We will now train an agent using LTFMSelector to select features and a prediction models, tailored to each sample.

When initializing LTFMSelector, one necessary hyperparameter is the number of episodes, over which an agent is trained. My personal recommendation is set roughly 2-3 times the number of training examples.
 - So for example here, we have 16512 training examples: Hence, ~32000 episodes

Another hyperparameter that should be set is `ptype`, which should be set to `regression` for this example.

If `pModels=None`, a default choice of:
 - Support Vector Machine
 - Random Forest
 - Ridge Regression (Linear least squares with L2 regularization)
will be implemented, all using the scikit-learn library with default hyperparameters. Users can also pass a list of regression model objects, which must have `fit` and `predict` call functions.

In [None]:
# Training an agent using LTFMSelector to select features and an appropriate prediction model tailored to each sample
AgentSelector = LTFMSelector(100, pType='regression') # If you got time, go for 20000

Train the agent by passing the training examples and label.

The hyperparameter `agent_neuralnetwork` receives as an input a PyTorch neural network which will be used to learn the agent's policy. If `None`, a feed-forward (multilayer-perceptron) of with two hidden layers, each with 1024 units will be used.

`lr` refers to the learning rate of the `AdamW` optimizer, used to update the policy network.

The `fit` function returns a `dict<dict>` object, storing meta-information during the training process.

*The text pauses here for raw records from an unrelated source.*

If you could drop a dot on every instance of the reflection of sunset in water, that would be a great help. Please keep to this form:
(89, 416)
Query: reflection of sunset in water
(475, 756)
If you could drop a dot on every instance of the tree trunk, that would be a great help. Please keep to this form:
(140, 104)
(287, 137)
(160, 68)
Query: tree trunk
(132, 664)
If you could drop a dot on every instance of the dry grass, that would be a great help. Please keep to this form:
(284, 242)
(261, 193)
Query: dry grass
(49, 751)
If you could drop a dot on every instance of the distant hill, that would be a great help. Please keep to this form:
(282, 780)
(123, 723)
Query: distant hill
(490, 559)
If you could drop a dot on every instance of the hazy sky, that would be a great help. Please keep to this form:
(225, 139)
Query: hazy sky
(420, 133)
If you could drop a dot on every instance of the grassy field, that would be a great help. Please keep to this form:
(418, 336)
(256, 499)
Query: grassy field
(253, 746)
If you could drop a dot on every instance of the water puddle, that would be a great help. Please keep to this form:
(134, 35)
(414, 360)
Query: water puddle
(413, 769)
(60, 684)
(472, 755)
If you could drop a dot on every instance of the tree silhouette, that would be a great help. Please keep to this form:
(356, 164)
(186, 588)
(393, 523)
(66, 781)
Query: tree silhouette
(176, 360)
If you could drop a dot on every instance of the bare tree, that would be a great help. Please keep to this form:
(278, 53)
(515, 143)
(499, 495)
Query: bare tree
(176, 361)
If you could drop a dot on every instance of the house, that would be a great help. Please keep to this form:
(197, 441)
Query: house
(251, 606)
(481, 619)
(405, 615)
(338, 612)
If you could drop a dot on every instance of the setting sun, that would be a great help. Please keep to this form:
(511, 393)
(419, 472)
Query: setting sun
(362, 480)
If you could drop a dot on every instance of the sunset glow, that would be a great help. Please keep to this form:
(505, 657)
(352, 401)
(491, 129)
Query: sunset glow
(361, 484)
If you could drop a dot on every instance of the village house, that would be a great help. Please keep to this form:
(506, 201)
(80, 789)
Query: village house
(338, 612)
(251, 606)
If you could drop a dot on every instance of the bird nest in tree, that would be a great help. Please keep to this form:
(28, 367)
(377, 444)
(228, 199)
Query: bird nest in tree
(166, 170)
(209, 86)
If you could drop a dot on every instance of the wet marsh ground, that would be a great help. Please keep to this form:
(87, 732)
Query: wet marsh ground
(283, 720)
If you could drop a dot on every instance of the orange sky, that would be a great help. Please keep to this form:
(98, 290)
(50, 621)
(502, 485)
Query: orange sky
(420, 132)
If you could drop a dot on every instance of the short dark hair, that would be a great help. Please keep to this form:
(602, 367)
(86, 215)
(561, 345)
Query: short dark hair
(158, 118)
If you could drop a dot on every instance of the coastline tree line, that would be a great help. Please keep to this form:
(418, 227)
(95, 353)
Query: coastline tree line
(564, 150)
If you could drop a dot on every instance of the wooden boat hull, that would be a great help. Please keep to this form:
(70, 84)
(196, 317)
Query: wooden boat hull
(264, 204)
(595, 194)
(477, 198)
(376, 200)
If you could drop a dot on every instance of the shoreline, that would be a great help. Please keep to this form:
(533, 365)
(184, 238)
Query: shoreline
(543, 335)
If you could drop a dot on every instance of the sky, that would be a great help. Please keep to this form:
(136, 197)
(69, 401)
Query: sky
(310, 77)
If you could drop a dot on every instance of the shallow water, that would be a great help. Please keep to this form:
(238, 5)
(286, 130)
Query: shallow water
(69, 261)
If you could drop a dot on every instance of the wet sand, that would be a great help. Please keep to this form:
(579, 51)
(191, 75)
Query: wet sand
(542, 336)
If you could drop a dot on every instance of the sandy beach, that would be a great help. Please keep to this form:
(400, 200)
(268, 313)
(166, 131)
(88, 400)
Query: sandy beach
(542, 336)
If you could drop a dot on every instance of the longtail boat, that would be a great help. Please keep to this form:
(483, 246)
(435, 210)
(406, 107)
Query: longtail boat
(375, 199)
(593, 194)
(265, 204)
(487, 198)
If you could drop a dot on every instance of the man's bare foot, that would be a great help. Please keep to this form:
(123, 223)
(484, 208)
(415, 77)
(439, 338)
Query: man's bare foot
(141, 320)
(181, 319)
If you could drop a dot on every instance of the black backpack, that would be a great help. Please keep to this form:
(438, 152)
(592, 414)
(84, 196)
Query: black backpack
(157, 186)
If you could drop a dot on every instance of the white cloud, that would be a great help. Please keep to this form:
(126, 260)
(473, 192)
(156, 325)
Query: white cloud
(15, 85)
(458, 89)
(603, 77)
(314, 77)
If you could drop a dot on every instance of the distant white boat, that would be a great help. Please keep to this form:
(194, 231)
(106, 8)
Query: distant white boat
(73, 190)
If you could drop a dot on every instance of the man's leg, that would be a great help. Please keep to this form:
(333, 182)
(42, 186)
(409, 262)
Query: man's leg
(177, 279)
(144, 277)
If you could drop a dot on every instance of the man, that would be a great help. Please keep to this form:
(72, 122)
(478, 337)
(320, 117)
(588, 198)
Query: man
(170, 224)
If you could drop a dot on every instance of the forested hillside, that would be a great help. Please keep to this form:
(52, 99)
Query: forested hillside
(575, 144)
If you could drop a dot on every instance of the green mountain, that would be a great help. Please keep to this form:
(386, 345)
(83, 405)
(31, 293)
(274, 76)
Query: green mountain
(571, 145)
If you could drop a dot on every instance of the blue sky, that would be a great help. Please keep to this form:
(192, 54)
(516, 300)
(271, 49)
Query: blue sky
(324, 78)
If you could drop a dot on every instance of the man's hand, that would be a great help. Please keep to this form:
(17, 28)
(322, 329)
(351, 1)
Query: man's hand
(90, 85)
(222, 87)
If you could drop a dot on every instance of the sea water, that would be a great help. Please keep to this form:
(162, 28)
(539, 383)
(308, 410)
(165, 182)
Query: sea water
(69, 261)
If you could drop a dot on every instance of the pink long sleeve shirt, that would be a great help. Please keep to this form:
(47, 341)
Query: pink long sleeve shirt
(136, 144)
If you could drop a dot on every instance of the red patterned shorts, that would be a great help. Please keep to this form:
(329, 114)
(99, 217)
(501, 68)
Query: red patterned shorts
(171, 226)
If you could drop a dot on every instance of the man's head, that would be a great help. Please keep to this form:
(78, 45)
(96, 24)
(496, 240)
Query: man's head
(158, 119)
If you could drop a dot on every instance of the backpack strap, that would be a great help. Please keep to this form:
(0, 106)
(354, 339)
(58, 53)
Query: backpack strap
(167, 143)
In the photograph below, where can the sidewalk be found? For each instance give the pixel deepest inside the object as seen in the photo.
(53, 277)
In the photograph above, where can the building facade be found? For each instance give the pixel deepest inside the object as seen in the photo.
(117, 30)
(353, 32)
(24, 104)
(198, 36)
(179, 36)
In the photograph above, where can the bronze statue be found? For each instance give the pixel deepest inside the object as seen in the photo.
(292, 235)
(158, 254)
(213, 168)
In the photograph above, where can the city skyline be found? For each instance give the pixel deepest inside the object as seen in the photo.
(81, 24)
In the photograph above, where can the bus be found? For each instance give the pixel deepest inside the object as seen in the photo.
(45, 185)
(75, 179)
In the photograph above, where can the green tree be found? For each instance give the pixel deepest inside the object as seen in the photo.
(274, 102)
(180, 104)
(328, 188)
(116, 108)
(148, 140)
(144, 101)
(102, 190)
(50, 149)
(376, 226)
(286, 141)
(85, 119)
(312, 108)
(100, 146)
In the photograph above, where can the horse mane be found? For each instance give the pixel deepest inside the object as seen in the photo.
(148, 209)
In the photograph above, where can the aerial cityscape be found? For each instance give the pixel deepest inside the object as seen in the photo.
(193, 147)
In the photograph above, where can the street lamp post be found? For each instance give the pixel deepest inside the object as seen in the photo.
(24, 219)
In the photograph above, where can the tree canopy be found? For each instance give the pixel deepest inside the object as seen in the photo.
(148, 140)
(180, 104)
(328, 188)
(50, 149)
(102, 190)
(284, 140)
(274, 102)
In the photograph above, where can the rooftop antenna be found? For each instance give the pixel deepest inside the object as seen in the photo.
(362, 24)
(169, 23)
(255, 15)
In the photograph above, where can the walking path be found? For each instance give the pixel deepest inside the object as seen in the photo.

Note: Just for demo purposes, training an agent over 1300 episodes may take some time but if you are simply interested in getting a feel for the interface then just set the number of episodes to 30 or less for now.

In [None]:
# Now letting the agent train, this could take some time ...
doc = AgentSelector.fit(X_train, y_train, agent_neuralnetwork=None, lr=1e-5)

In [None]:
# Let's check out the regression model performance in terms of the coefficient of determination
from sklearn.metrics import r2_score

r2 = r2_score(y_test, y_pred)
print(f"R2: {r2}")

For examples of how you can investigate the features and models selected per sample, simply refer to the other previous notebooks.